One important aspect of these language models is that they learn to model their output (i.e. a natural language) by doing complex pattern matching on whatever they are exposed to during training. This means that various statistical correlations from the sample data will still exist in the language model. In particular, if it so happens that it is exposed to primarily factual language during training, then it stands to reason, and has been observed, that it will tend to generate factual output (it’s worth noting that the depth of this “understanding” is one thing that tends to distinguish the more powerful models from the less).

This "real-world know-how" becomes apparent when the model is applied to natural language processing (NLP) tasks. Since it has absorbed a vast amount of textual data during training, it's equipped with a broad understanding of different subjects, contexts, and domains. As a result, when practitioners use these models for NLP tasks like text generation, summarization, or question answering, they benefit from the accumulated knowledge embedded within the model.

This aspect of language models is particularly beneficial for new practitioners in ways they might not initially realize. Many tasks that seem "obvious" in natural language become rather difficult to specify programmatically. However, by leveraging language models trained on vast amounts of text, practitioners can tap into this implicit understanding to tackle complex NLP tasks more effectively. These models can discern contextual cues, identify key information, and generate coherent summaries or responses, mimicking human-like comprehension. For new practitioners, this means they can focus less on intricate programming details and more on understanding their problem domain and crafting suitable prompts or queries.

Conclusion

In this article, I was hoping to explain what the “big deal” is on a conceptual level. In the next post, we will look into how we can put ChatGPT to work as a virtual assistant.

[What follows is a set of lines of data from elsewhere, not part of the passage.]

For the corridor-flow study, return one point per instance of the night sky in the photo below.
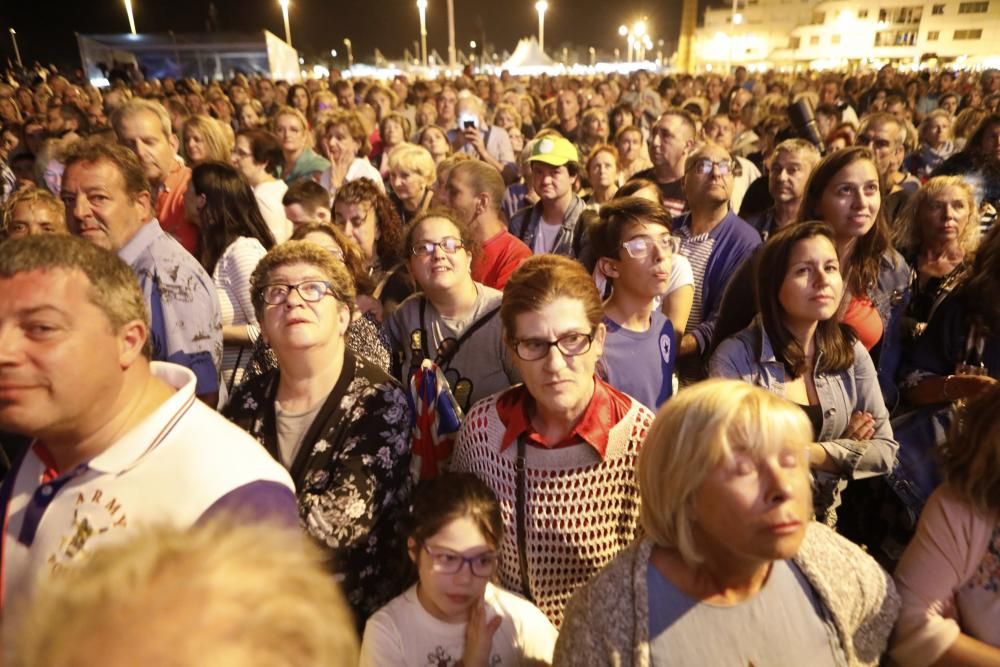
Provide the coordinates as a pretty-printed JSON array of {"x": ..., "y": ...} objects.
[{"x": 45, "y": 29}]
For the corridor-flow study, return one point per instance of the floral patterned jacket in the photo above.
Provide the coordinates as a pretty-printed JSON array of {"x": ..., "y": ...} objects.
[{"x": 351, "y": 474}]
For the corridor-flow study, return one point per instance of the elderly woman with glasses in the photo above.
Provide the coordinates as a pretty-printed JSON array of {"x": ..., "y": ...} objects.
[
  {"x": 452, "y": 320},
  {"x": 559, "y": 451},
  {"x": 339, "y": 424},
  {"x": 730, "y": 571}
]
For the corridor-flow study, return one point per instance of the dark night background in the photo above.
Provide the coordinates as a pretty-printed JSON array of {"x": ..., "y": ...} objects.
[{"x": 45, "y": 30}]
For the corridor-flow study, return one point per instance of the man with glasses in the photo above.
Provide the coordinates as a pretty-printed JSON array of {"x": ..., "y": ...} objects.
[
  {"x": 475, "y": 192},
  {"x": 716, "y": 242},
  {"x": 885, "y": 135},
  {"x": 635, "y": 249},
  {"x": 107, "y": 201},
  {"x": 555, "y": 224}
]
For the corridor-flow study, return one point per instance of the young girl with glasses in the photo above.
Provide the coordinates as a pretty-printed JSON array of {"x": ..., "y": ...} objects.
[
  {"x": 453, "y": 614},
  {"x": 452, "y": 320}
]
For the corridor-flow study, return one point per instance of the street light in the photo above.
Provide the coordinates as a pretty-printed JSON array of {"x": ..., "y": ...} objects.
[
  {"x": 17, "y": 51},
  {"x": 131, "y": 19},
  {"x": 422, "y": 7},
  {"x": 451, "y": 35},
  {"x": 541, "y": 7},
  {"x": 284, "y": 13},
  {"x": 623, "y": 31}
]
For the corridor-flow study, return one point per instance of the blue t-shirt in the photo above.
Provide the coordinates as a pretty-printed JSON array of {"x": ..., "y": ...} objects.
[{"x": 629, "y": 361}]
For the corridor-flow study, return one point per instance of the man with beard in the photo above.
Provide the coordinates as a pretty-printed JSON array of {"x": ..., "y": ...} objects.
[{"x": 791, "y": 163}]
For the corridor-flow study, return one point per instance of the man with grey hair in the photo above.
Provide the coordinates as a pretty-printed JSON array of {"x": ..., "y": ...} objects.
[
  {"x": 489, "y": 143},
  {"x": 144, "y": 127},
  {"x": 106, "y": 195},
  {"x": 791, "y": 163},
  {"x": 118, "y": 441},
  {"x": 885, "y": 135},
  {"x": 475, "y": 192}
]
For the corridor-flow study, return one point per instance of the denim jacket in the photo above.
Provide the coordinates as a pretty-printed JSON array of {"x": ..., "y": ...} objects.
[
  {"x": 890, "y": 296},
  {"x": 748, "y": 356}
]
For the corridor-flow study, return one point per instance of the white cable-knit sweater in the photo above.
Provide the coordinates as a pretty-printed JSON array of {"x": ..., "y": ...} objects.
[{"x": 581, "y": 510}]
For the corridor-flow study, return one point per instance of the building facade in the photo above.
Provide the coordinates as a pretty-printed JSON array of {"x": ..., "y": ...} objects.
[{"x": 834, "y": 34}]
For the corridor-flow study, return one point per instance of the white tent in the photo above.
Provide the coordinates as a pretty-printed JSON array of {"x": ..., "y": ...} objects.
[{"x": 528, "y": 58}]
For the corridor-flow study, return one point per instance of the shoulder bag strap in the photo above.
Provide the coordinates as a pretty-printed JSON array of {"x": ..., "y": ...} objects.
[
  {"x": 522, "y": 522},
  {"x": 446, "y": 353}
]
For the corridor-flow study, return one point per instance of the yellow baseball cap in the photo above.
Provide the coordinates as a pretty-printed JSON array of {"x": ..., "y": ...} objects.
[{"x": 556, "y": 151}]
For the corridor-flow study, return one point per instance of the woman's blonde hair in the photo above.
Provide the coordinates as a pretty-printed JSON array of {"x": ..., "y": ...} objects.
[
  {"x": 908, "y": 236},
  {"x": 217, "y": 142},
  {"x": 415, "y": 158},
  {"x": 970, "y": 461},
  {"x": 693, "y": 433}
]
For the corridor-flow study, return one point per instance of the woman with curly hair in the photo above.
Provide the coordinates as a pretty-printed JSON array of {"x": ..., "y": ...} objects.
[
  {"x": 937, "y": 232},
  {"x": 369, "y": 219},
  {"x": 340, "y": 425}
]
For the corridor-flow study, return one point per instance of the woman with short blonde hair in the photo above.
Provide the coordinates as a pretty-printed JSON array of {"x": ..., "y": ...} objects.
[
  {"x": 411, "y": 174},
  {"x": 203, "y": 139},
  {"x": 729, "y": 550}
]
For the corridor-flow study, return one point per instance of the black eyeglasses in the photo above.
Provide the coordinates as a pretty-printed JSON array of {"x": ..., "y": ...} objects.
[
  {"x": 449, "y": 562},
  {"x": 310, "y": 290},
  {"x": 640, "y": 246},
  {"x": 704, "y": 167},
  {"x": 449, "y": 244},
  {"x": 572, "y": 344}
]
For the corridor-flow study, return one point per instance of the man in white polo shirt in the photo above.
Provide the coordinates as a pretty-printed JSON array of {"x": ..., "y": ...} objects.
[{"x": 119, "y": 441}]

In conclusion, ChatGPT and other large language models (LLMs) have ushered in a new era of natural language processing (NLP), making it more accessible, affordable, and versatile than ever before. By leveraging the power of generative models, these tools simplify complex NLP tasks and democratize AI technology for programmers and businesses alike. This transformative capability empowers users to achieve impressive results quickly and efficiently, unlocking new opportunities for innovation and growth. As we continue to explore and refine these technologies, the potential for groundbreaking advancements in NLP and beyond is vast, offering a thrilling glimpse into the future of AI-driven possibilities.